Saludo
tardío
Este
saludo llega, ay,
demasiado tarde a Navidad,
pues vino un mal sin avisar:
la gripe —o algo más, en verdad—.
El médico no supo aclarar
qué fue lo que me abatió,
aunque sí dijo sin dudar:
“Hay mucho de esto en derredor”.
Cinco
días antes, al alzarme,
quise —en vano— escribir postales;
pero problemas vinieron a colmarme,
y plazos urgentes, fatales.
Tecleé sin cesar, noche y día,
entre crisis, dudas y espanto,
que enturbian la fiesta y su alegría
(¡de eso hay mucho, por tanto!).
¡Todo
hecho al fin!
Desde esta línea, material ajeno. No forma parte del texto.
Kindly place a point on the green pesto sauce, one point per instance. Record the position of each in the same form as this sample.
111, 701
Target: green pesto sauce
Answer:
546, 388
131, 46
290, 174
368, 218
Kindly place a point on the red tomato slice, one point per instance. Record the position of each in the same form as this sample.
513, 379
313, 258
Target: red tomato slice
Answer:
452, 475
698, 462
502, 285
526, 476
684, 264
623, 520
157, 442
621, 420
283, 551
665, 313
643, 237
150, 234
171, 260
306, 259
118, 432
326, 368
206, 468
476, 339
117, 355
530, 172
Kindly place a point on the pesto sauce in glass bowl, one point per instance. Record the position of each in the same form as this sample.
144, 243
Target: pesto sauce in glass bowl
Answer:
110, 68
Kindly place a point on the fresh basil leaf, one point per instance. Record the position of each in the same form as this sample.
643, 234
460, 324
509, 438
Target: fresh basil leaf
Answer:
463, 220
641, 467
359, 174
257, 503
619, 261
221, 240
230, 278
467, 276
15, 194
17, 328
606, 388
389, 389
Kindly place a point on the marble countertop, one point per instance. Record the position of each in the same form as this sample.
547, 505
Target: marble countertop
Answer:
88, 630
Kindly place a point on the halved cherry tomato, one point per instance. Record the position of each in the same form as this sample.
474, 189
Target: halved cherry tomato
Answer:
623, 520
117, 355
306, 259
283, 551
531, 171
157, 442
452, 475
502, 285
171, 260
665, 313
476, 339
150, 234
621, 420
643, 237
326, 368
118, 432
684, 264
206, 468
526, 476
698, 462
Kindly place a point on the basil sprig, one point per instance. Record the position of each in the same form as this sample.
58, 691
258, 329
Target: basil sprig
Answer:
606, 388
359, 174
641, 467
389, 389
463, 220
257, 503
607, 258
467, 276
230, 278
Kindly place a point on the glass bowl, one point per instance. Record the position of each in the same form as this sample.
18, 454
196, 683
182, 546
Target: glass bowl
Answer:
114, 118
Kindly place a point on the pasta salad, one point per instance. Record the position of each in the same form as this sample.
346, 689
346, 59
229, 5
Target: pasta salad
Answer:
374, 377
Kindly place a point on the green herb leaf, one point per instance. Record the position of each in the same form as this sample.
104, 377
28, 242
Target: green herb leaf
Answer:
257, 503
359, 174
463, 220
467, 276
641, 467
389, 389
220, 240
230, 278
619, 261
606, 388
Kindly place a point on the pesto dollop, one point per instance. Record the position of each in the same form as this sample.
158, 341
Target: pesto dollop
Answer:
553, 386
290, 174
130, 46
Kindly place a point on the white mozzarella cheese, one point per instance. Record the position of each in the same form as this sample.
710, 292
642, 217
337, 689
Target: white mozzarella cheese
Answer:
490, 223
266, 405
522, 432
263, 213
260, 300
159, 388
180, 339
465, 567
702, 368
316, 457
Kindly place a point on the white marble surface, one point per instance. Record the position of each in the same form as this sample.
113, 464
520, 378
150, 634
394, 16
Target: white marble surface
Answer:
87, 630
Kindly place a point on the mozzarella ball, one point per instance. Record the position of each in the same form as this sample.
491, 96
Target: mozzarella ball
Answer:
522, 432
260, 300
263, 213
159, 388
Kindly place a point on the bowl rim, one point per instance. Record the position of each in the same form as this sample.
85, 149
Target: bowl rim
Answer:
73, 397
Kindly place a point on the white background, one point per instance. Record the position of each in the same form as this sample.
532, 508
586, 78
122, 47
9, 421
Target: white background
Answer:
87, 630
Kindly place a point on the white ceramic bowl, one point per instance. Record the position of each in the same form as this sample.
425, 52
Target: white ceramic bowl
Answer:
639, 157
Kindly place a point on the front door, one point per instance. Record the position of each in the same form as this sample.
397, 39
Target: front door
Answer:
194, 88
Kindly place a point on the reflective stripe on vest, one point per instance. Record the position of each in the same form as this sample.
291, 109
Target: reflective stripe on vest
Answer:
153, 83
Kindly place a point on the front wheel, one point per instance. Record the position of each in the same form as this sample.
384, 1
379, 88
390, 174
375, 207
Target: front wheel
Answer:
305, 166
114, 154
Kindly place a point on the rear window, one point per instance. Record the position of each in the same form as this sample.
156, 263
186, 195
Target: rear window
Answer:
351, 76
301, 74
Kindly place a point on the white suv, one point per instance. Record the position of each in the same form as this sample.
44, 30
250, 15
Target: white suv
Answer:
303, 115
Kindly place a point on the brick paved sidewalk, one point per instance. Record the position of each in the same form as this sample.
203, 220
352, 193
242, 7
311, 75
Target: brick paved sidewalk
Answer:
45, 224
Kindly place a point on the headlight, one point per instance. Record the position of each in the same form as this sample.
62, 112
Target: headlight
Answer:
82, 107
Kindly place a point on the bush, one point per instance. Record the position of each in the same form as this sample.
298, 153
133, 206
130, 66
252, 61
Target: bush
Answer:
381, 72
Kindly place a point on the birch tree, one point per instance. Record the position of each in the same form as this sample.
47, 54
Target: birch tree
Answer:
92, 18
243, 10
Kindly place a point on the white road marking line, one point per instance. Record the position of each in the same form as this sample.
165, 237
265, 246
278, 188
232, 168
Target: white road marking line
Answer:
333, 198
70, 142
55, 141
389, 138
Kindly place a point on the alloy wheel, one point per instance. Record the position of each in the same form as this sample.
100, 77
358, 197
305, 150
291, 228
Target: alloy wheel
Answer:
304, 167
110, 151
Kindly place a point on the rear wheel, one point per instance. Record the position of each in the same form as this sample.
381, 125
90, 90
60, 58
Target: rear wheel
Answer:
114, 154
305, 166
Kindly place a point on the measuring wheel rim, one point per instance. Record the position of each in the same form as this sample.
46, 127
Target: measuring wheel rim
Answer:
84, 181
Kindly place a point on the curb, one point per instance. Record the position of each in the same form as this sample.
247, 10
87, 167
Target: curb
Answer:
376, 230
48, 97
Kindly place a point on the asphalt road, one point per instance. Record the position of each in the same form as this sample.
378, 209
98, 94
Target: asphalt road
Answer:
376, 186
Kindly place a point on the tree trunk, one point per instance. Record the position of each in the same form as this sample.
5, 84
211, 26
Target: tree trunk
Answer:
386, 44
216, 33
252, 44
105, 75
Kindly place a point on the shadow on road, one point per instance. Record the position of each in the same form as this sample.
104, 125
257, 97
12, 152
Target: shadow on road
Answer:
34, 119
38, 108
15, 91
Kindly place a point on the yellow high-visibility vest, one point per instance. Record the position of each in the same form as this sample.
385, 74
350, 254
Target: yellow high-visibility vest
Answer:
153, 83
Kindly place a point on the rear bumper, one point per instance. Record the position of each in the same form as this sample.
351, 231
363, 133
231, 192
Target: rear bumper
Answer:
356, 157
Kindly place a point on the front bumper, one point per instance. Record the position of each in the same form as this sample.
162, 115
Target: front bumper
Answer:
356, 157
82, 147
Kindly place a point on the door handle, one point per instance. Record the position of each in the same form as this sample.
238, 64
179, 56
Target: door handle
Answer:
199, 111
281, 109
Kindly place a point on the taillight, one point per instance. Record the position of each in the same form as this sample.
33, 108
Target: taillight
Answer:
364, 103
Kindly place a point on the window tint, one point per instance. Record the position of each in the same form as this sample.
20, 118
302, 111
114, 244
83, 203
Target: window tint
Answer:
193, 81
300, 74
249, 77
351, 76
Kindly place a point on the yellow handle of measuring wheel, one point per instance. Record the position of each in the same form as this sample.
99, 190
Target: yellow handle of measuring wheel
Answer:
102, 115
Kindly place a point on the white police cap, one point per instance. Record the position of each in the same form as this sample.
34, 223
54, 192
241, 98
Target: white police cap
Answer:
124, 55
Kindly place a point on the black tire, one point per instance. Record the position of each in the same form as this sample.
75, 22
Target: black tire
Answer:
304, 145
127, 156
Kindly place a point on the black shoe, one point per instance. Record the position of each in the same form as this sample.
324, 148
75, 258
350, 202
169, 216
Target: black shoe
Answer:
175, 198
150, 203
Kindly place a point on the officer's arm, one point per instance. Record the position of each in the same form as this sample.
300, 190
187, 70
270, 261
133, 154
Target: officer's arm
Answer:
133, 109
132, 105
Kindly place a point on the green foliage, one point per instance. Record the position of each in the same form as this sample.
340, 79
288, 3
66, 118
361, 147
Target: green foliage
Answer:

Brindo ahora:
buena suerte de pies a cabeza,
que el Año Nuevo traiga sin demora
lo que tu alma desea con firmeza.
Brindemos juntos, celebremos:
vino, whisky, champán o cerveza,
ron, vodka o gin —lo que queramos—:
¡de eso hay mucho, sin sorpresa!
ENVÍO
Amigo,
en esta estación de bondad,
alzo mi voz con fervor y sin duda:
“¡Dios nos bendiga a todos!” en verdad,
pues aún hay mucho de ello, ¡aleluya!